Zwischen 1750 und 1850 wurde in allen zivilisierten Ländern eine erstaunlich hohe Quote unehelicher Geburten registriert. Sachsen steht dabei unangefochten vor den USA und Frankreich an der Spitze dieser Statistik. Auch das Bornaer Land machte dabei keine Ausnahme. Der Anteil unehelicher Geburten lag lange Zeit sogar höher als während des 30-jährigen Krieges, während dem Vergewaltigungen an der Tagesordnung waren.
Die Wissenschaft hat sich immer wieder gefragt, warum dies so war. Es gibt verschiedene Deutungen des Phänomens. Die einen meinen, es hätte in dem betreffenden Jahrhundert besonders starre Sitten gegeben; die anderen, es sei besonders locker zugegangen. An beiden Deutungen ist sicher etwas wahres. Die Ursache des Anstiegs unehelicher Schwangerschaften erklärt dies aber keineswegs. Feministische Historikerinnen vertraten schließlich gar die Ansicht, auch vordem seien viele Männer und Frauen außerhalb der Ehe in sexuelle Kotakte getreten; nur hätte es bis ins 18. Jahrhundert hinein halblegale Praktiken der Schwangerschaftsverhütung gegeben. Erst im 17. Jahrhundert wäre das Wissen darum als Hexerei verteufelt worden und mit der Verfolgung und Tötung weiser Frauen verloren gegangen.
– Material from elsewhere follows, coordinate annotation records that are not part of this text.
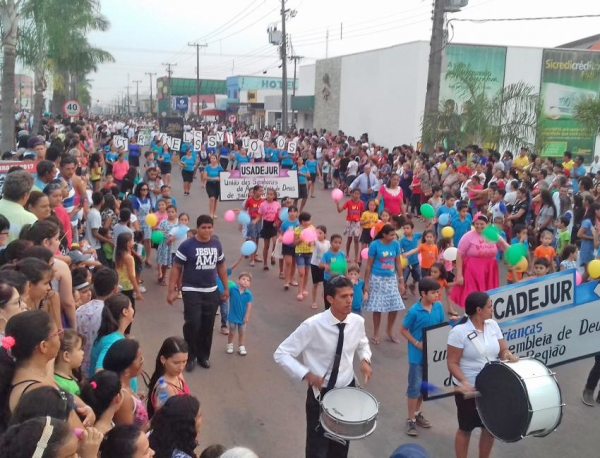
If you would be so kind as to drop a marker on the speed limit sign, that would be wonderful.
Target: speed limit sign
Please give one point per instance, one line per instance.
(72, 108)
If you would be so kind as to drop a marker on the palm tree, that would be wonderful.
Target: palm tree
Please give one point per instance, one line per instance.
(508, 118)
(10, 14)
(45, 39)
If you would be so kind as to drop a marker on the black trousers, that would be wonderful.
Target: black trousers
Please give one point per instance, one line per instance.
(199, 311)
(594, 376)
(317, 445)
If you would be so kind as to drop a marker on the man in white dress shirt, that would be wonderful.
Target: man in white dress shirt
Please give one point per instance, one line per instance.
(319, 340)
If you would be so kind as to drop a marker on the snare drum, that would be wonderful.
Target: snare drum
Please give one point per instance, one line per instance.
(518, 399)
(348, 413)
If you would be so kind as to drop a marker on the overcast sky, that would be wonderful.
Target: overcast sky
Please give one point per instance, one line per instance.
(146, 33)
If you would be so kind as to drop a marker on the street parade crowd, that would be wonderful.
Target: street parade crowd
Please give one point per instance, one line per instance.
(423, 231)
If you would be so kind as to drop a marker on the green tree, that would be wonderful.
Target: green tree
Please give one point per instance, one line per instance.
(508, 118)
(10, 15)
(587, 112)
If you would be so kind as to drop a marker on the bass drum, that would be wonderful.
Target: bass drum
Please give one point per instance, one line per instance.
(518, 399)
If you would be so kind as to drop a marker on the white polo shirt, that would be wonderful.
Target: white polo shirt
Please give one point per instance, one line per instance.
(472, 361)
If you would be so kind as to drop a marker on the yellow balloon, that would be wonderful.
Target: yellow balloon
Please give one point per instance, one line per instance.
(447, 232)
(151, 219)
(522, 265)
(594, 268)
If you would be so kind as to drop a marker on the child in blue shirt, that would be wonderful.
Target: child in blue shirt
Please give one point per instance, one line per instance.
(240, 306)
(409, 242)
(357, 285)
(336, 257)
(427, 311)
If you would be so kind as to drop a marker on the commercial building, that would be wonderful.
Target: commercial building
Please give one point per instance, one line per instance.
(382, 92)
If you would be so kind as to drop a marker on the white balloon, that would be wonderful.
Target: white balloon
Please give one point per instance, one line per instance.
(450, 254)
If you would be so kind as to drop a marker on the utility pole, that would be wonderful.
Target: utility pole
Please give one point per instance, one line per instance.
(150, 75)
(432, 97)
(197, 46)
(169, 73)
(283, 70)
(137, 95)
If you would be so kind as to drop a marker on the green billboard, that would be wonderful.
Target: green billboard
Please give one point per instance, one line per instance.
(468, 72)
(567, 77)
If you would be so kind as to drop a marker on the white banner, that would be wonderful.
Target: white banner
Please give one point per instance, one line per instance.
(548, 318)
(197, 140)
(236, 184)
(174, 143)
(121, 142)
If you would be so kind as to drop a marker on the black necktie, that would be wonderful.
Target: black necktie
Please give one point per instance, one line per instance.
(338, 357)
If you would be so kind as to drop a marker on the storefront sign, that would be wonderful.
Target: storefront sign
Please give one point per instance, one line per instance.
(236, 184)
(567, 77)
(549, 319)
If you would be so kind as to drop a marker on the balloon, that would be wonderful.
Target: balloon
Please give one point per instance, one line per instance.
(491, 233)
(244, 218)
(447, 232)
(450, 253)
(337, 194)
(283, 214)
(248, 248)
(157, 237)
(288, 237)
(151, 219)
(514, 253)
(427, 211)
(338, 265)
(308, 235)
(229, 216)
(522, 265)
(594, 268)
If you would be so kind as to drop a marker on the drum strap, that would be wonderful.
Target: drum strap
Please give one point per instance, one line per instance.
(338, 357)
Alle diese Erklärungen berücksichtigen eines zu wenig: Heiraten konnten damals nur Partner, die einander auch wirtschaftlich ergänzten. Wer der dem körperlichen Verlangen oder der Liebe nachgab, musste dies in der Regel büßen. Die Ehe war nicht zuletzt eine wirtschaftliche Angelegenheit, und das in einem Maße wie kaum je zuvor. Besonders augenscheinlich trat dies bei den Bauern zutage. Wer ein Gut erbte, musste nach seiner Hochzeit nicht selten Bruder oder Schwester auszuzahlen. Ihm blieb deshalb kaum eine Wahl: Seine künftige Frau musste schon über eine ansehnliche Mitgift verfügen.
Nur besonders starke und mutige Charaktere widerstanden dem Druck, der auf ihnen lastete. 1739 erwartete die unbemittelte Häuslerstochter Christina Meschke in Breunsdorf ein Kind vom Sohn des reichsten Heuersdorfer Bauern Andreas Moritz. Dieser Jacob Moritz stand jedoch zu seiner Liebe. Gegen den Willen der Eltern wurde er, wie es hieß, auf Anweisung des Bornaer Superintendenten mit seiner Christina getraut. Von seinen Eltern erhielt er daraufhin nur ein Pflichtteil und erwarb damit ein Häuschen in Großhermdorf. Da jedoch sein jüngerer Bruder starb und der ältere längst zu den Soldaten gegangen war, erhielt er 1744 schließlich trotz allem das elterliche Bauerngut. Obwohl ihm seine eigene Mutter so viele Steine in den Weg legte wie irgend möglich gelang es ihm, dieses Erbe zu vervielfachen. Aus seiner Ehe ging eine der begütertsten Bauendynastien des Bornaer Landes hervor.